The general rule provides that where several claims arising from one incident are asserted in one suit or interpleader against an insurer whose maximum liability under its policy is insufficient to pay the claims in full, the proceeds are to be distributed on a pro rata basis in accordance with the amount of damage suffered by each claimant. See, e.g., Sheehan v. Liberty Mut. Fire Ins. Co., 288 Ala. 137, 258 So. 2d 719 (1972); State Farm Mut. Auto. Ins. Co. v. Sampson, 324 So. 2d 739, 742 (Miss. 1975); Christlieb v. Luten, 633 S.W.2d 139, 140 (Mo. Ct. App. 1982). See also 15A G. Couch, Insurance § 56:35 (2d ed. 1983); Annot., Basis and Manner of Distribution Among Multiple Claimants of Proceeds of Liability Insurance Policy Inadequate To Pay All Claims in Full, 70 A.L.R.2d 416, 417 (1960).
*247 However, this general rule does not answer the question before us, which is whether the distribution will be made on a pro rata basis where a claimant's pro rata share exceeds the policy's "per person" limitation amount. In Sheehan, the policy did not have a "per person" limitation. In Christlieb and Sampson, the pro rata distribution did not result in any one claimant receiving more than the "per person" limited amount. The Sampson court in dicta noted, however, that but for the applicable "per person" limitation, one of the five claimants was entitled to much more of an award under a pro rata distribution. Sampson, at 742.
 One case was found which directly dealt with a claimant seeking to receive more than the insurance policy's "per person" limitation allowed. Standard Acc. Ins. Co. v. Winget, 197 F.2d 97 (9th Cir.1952). In Winget, the insurance policy provided $10,000 coverage per person with a maximum $20,000 coverage per accident. One person sought to obtain an award of approximately $13,600, accomplished by adding the judgments together and establishing a percentage by which to divide the $20,000 amount. The Ninth Circuit Court of Appeals found the answer to this argument "very simple. The policy does not create a fund of $20,000.00 to be distributed pro-ratedly to various persons according to the amount recovered. On the contrary, the policy, read in its entirety, shows distinctly that the limit is $10,000.00 for `each person'." Winget, at 103. The court also noted that had only one person been injured, that person could not have recovered more than $10,000. Winget, at 105.
The underinsured policy language presented in this case is also very clear. It states:The limit of liability shown in the Declarations for "each person" for Uninsured Motorist Coverage is our maximum limit of liability for all damages for bodily injury sustained by any one person in any one accident.

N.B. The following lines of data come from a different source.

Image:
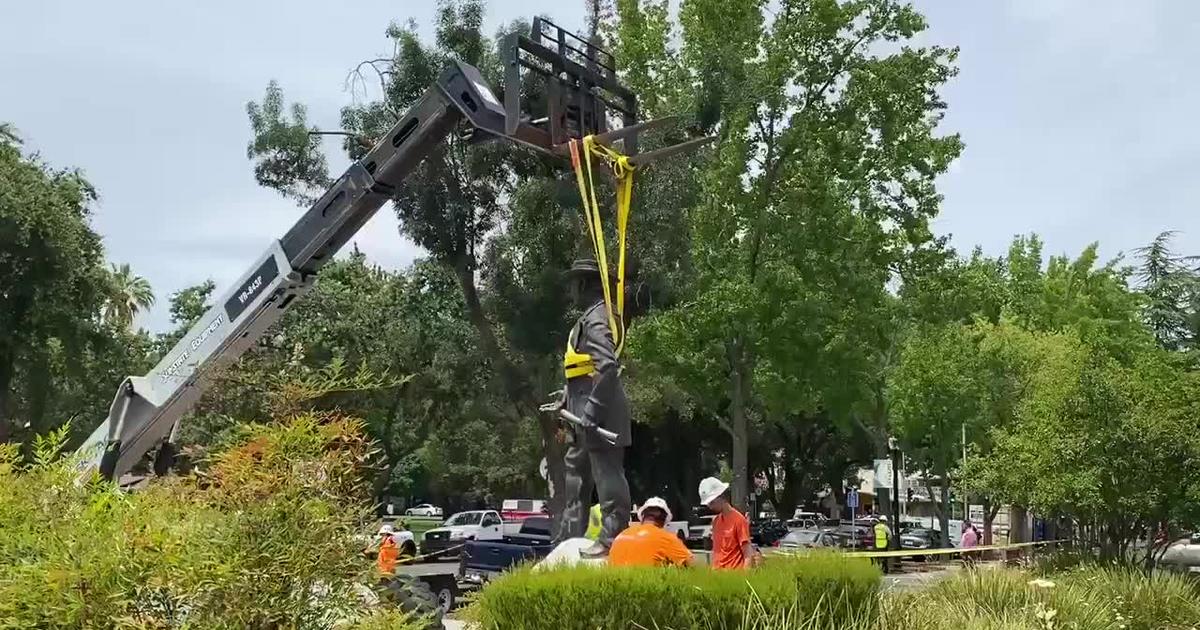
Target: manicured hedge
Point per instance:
(814, 592)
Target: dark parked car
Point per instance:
(485, 558)
(921, 538)
(855, 537)
(766, 532)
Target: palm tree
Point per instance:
(127, 295)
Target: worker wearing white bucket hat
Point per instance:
(711, 489)
(731, 529)
(647, 544)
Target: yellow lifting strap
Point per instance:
(581, 162)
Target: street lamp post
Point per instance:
(895, 492)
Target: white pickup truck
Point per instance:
(475, 525)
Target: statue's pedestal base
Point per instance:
(568, 553)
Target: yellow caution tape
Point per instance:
(903, 553)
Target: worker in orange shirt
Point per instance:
(731, 529)
(388, 551)
(648, 544)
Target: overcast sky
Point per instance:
(1079, 118)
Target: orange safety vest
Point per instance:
(388, 555)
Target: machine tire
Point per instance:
(412, 595)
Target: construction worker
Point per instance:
(388, 551)
(882, 540)
(731, 529)
(595, 395)
(648, 544)
(594, 522)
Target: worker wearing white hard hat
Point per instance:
(388, 552)
(648, 544)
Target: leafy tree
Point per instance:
(1102, 443)
(129, 295)
(934, 395)
(52, 283)
(187, 305)
(1171, 287)
(822, 181)
(286, 149)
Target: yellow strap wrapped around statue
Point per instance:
(581, 162)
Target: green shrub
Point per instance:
(264, 538)
(1089, 599)
(1141, 603)
(814, 592)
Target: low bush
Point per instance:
(815, 592)
(1087, 599)
(264, 538)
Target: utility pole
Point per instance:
(894, 540)
(966, 514)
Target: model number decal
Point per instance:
(195, 345)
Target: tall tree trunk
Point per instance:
(738, 425)
(6, 373)
(519, 390)
(946, 510)
(37, 391)
(389, 448)
(989, 516)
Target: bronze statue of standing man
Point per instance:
(595, 400)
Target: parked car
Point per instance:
(481, 559)
(855, 537)
(921, 538)
(424, 509)
(370, 541)
(767, 532)
(1182, 556)
(462, 527)
(807, 539)
(700, 532)
(521, 509)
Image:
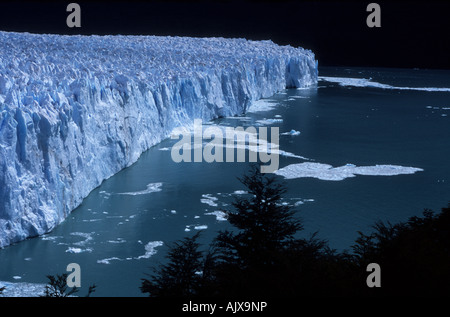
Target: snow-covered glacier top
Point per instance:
(74, 110)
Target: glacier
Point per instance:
(75, 110)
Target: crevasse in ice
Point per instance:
(75, 110)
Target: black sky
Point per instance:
(413, 34)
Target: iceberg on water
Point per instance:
(75, 110)
(330, 173)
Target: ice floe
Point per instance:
(363, 82)
(151, 188)
(330, 173)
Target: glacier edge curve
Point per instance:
(75, 110)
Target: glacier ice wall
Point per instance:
(74, 110)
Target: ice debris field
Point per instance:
(75, 110)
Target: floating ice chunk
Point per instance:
(108, 260)
(22, 289)
(150, 249)
(269, 121)
(209, 200)
(220, 215)
(151, 188)
(363, 82)
(292, 132)
(262, 105)
(78, 250)
(87, 237)
(330, 173)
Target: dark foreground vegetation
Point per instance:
(265, 257)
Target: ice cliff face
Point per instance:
(74, 110)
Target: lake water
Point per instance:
(123, 227)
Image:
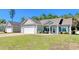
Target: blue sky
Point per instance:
(4, 13)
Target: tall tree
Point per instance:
(12, 13)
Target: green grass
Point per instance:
(35, 42)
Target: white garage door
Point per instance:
(29, 29)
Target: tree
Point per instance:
(12, 13)
(68, 15)
(22, 19)
(2, 21)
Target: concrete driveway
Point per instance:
(10, 34)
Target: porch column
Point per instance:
(70, 29)
(57, 29)
(49, 30)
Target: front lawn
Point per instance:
(37, 42)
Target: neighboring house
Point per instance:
(12, 27)
(50, 26)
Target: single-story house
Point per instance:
(12, 27)
(50, 26)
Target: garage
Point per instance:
(29, 29)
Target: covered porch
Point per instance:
(65, 29)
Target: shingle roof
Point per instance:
(67, 21)
(55, 21)
(52, 21)
(13, 24)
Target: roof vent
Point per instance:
(61, 21)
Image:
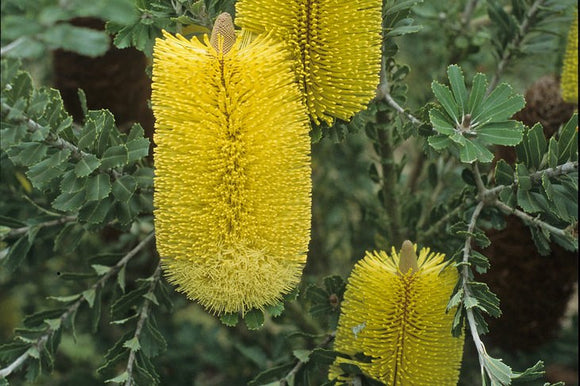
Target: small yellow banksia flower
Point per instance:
(336, 45)
(569, 80)
(394, 311)
(232, 180)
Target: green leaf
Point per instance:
(302, 355)
(121, 378)
(133, 344)
(507, 133)
(504, 174)
(98, 187)
(440, 122)
(69, 202)
(95, 212)
(152, 342)
(89, 296)
(124, 187)
(472, 151)
(443, 94)
(553, 153)
(498, 372)
(457, 83)
(87, 165)
(16, 254)
(537, 145)
(568, 141)
(527, 201)
(254, 319)
(83, 41)
(523, 177)
(27, 153)
(477, 94)
(41, 174)
(114, 156)
(70, 183)
(439, 141)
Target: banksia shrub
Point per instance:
(232, 185)
(337, 61)
(394, 311)
(570, 67)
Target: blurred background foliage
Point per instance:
(104, 48)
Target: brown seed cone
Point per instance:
(544, 104)
(115, 81)
(534, 290)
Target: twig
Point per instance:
(550, 172)
(529, 219)
(18, 231)
(143, 315)
(467, 13)
(41, 341)
(465, 279)
(514, 44)
(12, 45)
(300, 364)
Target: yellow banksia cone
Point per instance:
(336, 45)
(232, 180)
(570, 65)
(394, 311)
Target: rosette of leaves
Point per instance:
(468, 123)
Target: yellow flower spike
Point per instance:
(232, 179)
(394, 311)
(569, 82)
(336, 45)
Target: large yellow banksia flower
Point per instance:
(570, 65)
(336, 45)
(232, 180)
(394, 311)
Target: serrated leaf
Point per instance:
(537, 145)
(553, 153)
(302, 355)
(439, 142)
(41, 174)
(506, 133)
(457, 83)
(65, 299)
(132, 344)
(441, 122)
(124, 187)
(444, 96)
(121, 378)
(89, 296)
(523, 177)
(100, 269)
(152, 342)
(114, 156)
(568, 141)
(86, 165)
(98, 187)
(504, 174)
(69, 202)
(477, 94)
(254, 319)
(137, 149)
(95, 212)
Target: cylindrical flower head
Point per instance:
(232, 180)
(336, 45)
(570, 65)
(394, 311)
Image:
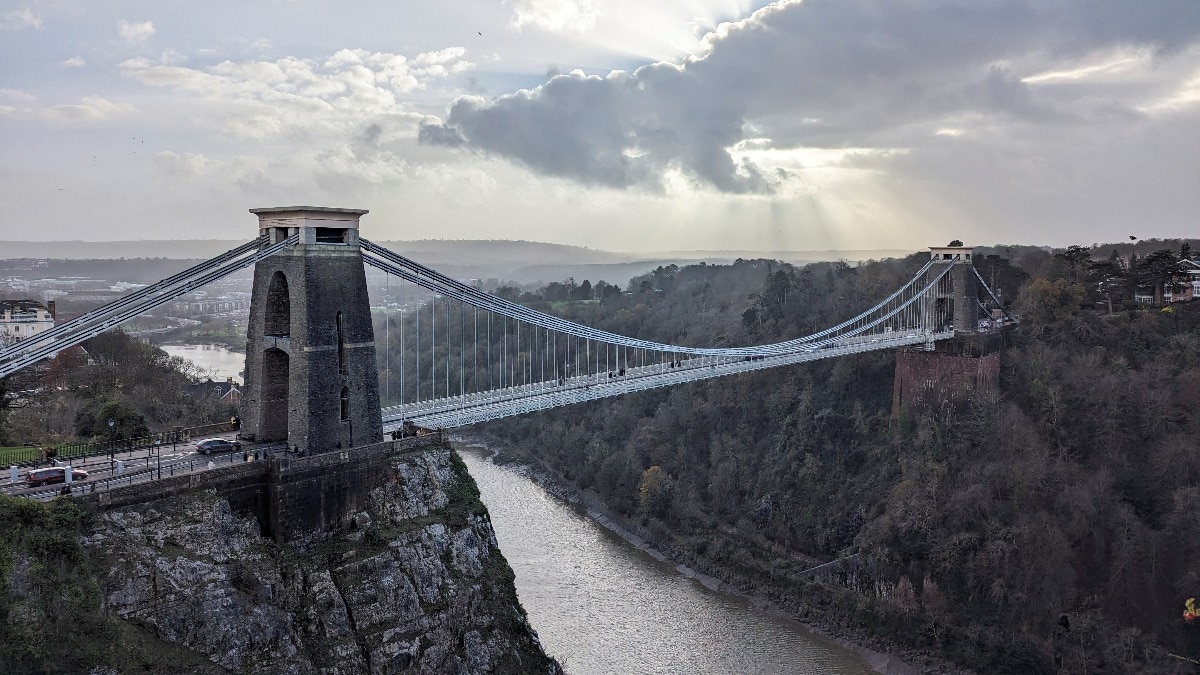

Subject to this limit for "each person", the limit of liability shown in the Declarations for "each accident" for Uninsured *248 Motorists Coverage is our maximum limit of liability for all damages for bodily injury resulting from any one accident. This is the most we will pay regardless of the number of: 1. Covered persons; 2. Claims made; 3. Vehicles or premiums shown in the Declarations; or 4. Vehicles involved in the accident.
Clerk's Papers, at 56. To ignore this language would result in judicial remodeling of the contract. See Mannheimer Bros. v. Kansas Cas. & Sur. Co., 149 Minn. 482, 487, 184 N.W. 189 (1921).
The respondents offered no authority and we found none to support the proposition that an interpleader action makes the policy terms inapplicable. We hold the policy's "per person" limitation applies and reverse and remand for distribution in accordance with the parties' stipulation.
DOLLIVER, C.J., and UTTER, BRACHTENBACH, DORE, PEARSON, ANDERSEN, CALLOW, and DURHAM, JJ., concur.